A criação regular de equipas transversais pode ser um poderoso auxiliar. Permite que cada unidade compreenda os desafios experienciados por outras unidades, adquira consciência de como pode facilitar a gestão dessas dificuldades, e comunique às outras unidades como elas podem servir a “nossa” unidade.

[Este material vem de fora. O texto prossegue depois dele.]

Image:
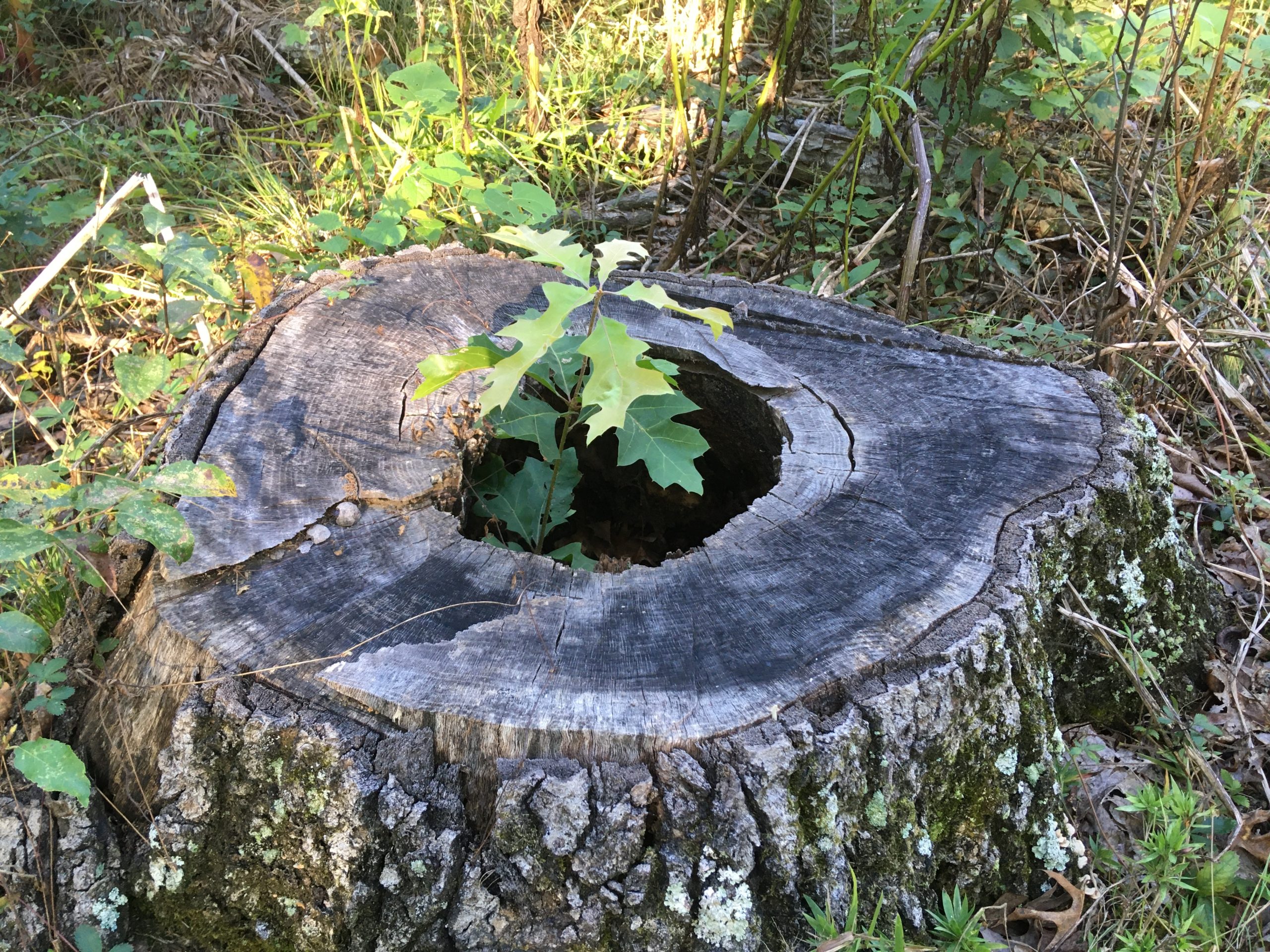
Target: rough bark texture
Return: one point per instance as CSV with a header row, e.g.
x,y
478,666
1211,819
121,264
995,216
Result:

Ademais, a transversalidade pode gerar diversidade de perspectivas para resolver problemas de modo criativo e inovador. “Cada macaco no seu galho” pode ser uma boa forma de manter a selva burocrática e os procedimentos desnecessários – mas não facilita a edificação de uma lógica servidora.

 

Deslocações ao terreno
Muitos líderes gerem a partir da torre de marfim. Esta torre pode ser o gabinete, o escritório lá de casa em tempo de pandemia, a postura “não te rales” ou, pura e simplesmente, o castelo da soberba. A torre pode ser a fortaleza que permite olhar para a realidade mais conveniente – como se a inconveniente não existisse.

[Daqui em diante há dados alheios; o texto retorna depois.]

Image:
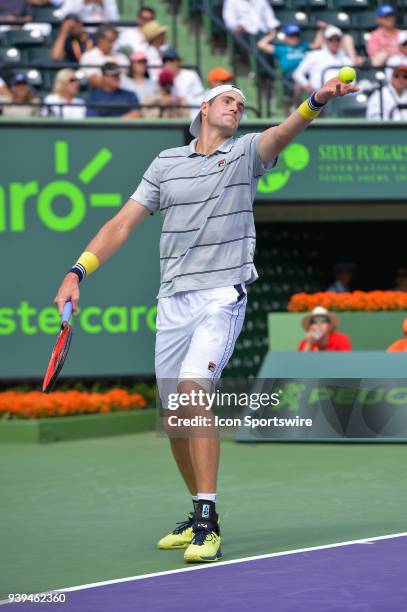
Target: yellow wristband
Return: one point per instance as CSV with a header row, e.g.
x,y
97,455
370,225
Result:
x,y
89,262
306,112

Quando um responsável governamental faz uma incursão no terreno através de uma visita planeada, acompanhada pelos media, é muito provável que aceda apenas a uma parcela da realidade. Se quer conhecer a realidade real, conviria que a visitasse em condições naturais. Este é um empreendimento que todos os líderes devem levar a cabo – qualquer que seja o nível ou o sector. Permite conhecer as dificuldades e particularidades da vida daqueles que a organização serve. Ajudando a melhorar o conhecimento da realidade, credibiliza o processo de tomada de decisão e pode exercer poder motivador.

 

Criação de salas de reflexão
Juntar pessoas provindas de diferentes áreas de conhecimento em salas de reflexão pode ser outro modo de aumentar o impacto da liderança. Além de aumentar a criatividade e a inovação, quebra rotinas e facilita a reflexão. Ajuda a antecipar mudanças no mundo envolvente. Permite tomar decisões mais sábias. Veicula a mensagem de que a opinião dos liderados conta. Torna estes mais propensos a “abrir o bico”. Impede a síndrome do hamster que corre incessantemente na sua roda sem nunca sair do mesmo sítio.

 

Perversos versus virtuosos
Neutralizar neutralizadores perversos é um desafio valoroso. Mas importa acrescentar que alguns neutralizadores da liderança são virtuosos. São virtuosos os que contribuem para neutralizar lideranças tóxicas ou destrutivas – esses neutralizadores devem ser mantidos. São perversos os que impedem a boa gestão de recursos e a correcta prossecução dos objectivos organizacionais – e esses neutralizadores devem ser neutralizados.

Para líderes que pretendem servir-se mais do que servir, a ideia de neutralizar neutralizadores à sua acção pode ser muito apelativa e conduzir a uma liderança sem freios e contrapesos. Mas importa tomar consciência de que, se freios e contrapesos (isto é, neutralizadores virtuosos) tivessem sido aplicados à liderança do BES, da Raríssimas, do Lehman Brothers, da Enron ou da Volkswagen, estaríamos hoje menos incomodados com os escândalos que tanta tinta continuam a fazer correr. No que concerne à gestão do Estado, importa ter em mente que ele pertence aos cidadãos. E, contrariamente ao que frequentemente se presume, a qualidade da gestão pública não é necessariamente pior do que a da gestão privada. Portanto, neutralizem-se os maus neutralizadores – mas mantenham-se ou criem-se os virtuosos. Os freios e contrapesos que caracterizam a boa governança são neutralizadores – mas ainda bem que o são.

 

Este artigo foi publicado na edição de Março (nº.123) da Human Resources.